Issue: ReTool's Ai action to Convert Document to Text is returning an empty string for some PDF files.
Additional Info: The files are Real Estate contracts and I can not share examples unfortunately because of a NDA. However, I did some investigating and believe I know what the issue is: The files that are having no trouble have text throughout that is highlightable (extractable) text, whereas the files that are having trouble lack this - They either are partially or fully scanned and have mixed or no "extractable text"
Steps Taken: I've tried leveraging other text extraction libraries (pypdf) and they are having similar problems with the unextractable documents. They are able to recognize the number of pages on the document, just no text at all.
Pretty sure that OCR is needed for these types of files, but would love some input if anyone can help me configure this to work with a text extraction Ai and not require an OCR setup.

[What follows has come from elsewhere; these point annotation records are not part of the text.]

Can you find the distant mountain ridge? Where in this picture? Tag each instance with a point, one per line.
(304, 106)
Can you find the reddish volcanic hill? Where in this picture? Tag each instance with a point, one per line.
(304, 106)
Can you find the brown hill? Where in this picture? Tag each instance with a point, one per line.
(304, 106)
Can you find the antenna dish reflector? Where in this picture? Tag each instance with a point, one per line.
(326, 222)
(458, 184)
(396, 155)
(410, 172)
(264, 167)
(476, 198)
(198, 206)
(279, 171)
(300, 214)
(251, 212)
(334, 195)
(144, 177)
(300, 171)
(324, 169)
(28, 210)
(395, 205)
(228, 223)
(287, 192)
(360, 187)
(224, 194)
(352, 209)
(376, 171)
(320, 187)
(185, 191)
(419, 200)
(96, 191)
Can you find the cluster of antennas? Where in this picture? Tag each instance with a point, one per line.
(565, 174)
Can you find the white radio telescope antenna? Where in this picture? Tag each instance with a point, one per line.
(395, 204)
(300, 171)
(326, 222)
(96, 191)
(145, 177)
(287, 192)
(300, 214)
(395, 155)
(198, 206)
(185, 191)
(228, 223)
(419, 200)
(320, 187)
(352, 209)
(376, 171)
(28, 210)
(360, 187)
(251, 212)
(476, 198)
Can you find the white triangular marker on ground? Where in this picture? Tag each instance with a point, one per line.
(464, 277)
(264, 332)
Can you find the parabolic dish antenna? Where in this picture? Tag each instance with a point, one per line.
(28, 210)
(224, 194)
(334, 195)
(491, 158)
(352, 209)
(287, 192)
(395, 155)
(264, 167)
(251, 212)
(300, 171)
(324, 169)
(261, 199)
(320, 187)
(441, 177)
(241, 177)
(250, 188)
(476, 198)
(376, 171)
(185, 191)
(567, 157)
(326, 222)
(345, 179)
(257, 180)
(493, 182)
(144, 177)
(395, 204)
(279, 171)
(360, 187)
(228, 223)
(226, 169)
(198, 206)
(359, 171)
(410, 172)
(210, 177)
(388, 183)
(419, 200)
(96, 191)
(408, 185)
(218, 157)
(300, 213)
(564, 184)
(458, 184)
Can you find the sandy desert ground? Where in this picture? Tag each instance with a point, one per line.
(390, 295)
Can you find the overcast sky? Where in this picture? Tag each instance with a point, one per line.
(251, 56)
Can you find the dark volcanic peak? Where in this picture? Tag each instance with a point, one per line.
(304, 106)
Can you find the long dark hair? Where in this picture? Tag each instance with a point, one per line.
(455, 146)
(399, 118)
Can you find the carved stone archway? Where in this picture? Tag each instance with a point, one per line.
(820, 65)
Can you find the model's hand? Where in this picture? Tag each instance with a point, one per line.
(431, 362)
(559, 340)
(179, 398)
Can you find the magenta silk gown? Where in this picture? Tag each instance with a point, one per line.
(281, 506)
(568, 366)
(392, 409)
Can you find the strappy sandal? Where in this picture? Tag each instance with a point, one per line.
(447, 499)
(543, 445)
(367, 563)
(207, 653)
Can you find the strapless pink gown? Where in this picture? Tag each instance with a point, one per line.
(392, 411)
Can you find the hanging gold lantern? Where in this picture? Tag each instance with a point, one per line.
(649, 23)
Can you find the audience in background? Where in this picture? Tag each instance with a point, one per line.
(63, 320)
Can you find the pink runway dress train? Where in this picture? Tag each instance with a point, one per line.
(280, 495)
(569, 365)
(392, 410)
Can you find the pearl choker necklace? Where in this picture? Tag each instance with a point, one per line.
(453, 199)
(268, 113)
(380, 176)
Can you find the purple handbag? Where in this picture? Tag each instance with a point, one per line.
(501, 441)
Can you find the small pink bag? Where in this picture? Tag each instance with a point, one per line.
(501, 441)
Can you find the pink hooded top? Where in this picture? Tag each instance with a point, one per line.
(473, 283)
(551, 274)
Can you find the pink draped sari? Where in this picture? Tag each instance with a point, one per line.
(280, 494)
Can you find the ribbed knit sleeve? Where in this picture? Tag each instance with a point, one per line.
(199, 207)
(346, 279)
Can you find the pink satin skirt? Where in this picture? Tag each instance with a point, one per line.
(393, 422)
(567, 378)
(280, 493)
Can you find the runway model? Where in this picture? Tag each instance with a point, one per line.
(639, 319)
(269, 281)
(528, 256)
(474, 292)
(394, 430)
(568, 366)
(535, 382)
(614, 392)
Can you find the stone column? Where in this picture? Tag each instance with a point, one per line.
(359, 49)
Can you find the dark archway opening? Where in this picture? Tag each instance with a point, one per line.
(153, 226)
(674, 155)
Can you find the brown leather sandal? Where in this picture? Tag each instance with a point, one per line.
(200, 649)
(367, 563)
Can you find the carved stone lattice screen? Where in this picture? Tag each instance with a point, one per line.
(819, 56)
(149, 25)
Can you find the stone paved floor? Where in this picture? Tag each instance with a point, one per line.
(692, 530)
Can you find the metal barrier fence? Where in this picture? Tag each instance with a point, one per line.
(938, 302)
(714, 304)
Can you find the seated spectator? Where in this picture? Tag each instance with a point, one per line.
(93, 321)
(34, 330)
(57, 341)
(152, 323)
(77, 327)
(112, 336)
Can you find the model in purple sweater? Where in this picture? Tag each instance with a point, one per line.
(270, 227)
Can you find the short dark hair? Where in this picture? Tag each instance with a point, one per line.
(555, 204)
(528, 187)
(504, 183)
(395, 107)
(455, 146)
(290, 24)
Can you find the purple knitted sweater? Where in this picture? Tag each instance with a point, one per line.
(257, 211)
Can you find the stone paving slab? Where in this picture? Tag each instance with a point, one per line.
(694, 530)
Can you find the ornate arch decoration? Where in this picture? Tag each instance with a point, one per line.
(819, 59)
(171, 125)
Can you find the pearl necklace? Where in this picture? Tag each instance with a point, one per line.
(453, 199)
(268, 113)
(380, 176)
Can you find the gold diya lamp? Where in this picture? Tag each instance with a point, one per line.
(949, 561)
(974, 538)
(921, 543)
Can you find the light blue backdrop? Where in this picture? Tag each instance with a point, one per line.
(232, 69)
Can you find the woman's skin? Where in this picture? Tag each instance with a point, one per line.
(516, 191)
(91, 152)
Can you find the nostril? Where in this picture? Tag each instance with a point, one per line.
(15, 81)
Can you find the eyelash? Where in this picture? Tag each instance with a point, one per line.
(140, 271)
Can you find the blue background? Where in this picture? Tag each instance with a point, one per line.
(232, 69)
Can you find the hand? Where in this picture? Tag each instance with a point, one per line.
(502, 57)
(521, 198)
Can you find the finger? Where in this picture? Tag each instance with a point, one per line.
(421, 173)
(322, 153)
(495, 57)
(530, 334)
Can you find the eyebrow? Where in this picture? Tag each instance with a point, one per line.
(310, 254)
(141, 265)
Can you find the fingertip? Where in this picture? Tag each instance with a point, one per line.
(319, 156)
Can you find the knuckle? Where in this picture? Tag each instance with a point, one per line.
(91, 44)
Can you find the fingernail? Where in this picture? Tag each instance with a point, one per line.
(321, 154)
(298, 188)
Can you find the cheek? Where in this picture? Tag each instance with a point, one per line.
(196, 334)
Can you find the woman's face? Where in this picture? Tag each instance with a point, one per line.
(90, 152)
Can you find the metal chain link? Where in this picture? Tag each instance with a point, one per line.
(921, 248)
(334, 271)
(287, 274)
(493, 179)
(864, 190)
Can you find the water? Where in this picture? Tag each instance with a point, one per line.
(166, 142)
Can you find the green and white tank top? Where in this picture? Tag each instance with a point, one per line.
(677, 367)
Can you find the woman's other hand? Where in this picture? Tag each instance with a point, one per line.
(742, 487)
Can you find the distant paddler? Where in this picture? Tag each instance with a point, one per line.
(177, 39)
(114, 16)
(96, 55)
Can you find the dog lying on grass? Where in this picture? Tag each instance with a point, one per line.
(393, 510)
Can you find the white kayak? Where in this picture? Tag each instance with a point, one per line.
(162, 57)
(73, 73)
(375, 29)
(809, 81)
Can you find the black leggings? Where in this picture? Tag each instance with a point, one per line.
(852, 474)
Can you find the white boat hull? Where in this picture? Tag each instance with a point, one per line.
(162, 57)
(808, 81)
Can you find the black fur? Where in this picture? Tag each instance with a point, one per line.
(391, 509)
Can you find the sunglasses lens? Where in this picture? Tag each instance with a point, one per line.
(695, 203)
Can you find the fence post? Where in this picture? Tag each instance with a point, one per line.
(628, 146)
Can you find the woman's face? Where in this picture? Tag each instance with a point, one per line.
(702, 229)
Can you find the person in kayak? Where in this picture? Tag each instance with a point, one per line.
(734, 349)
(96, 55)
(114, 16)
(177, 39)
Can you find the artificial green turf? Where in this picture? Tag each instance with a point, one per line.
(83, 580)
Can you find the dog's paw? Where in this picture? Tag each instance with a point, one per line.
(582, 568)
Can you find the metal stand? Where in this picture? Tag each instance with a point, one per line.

Hi @daviswray, welcome to the forum!
I this isn't possible with any built-in Retool AI Resource. As you mentioned, we may need an OCR setup, we could create a Workflow in Retool that does that using a pyton library like:
Hey @Darren! A while indeed, forgot to update here - thanks for tagging me!
This became a much simpler task after I accepted that I'd need to use an OCR model. I looked into a few other OCR options (of which there are many now!) and ended up settling on using Google's DocumentAi api. I choose this one mainly for it's added features of being able to train and fine-tune parser models.
I was under the clock at the time to get that project out so I didn't take full advantage of the custom trained models and just used a generic contract reader pre-trained model, which for my purposes works more than fine and leaves the option to upgrade in the future.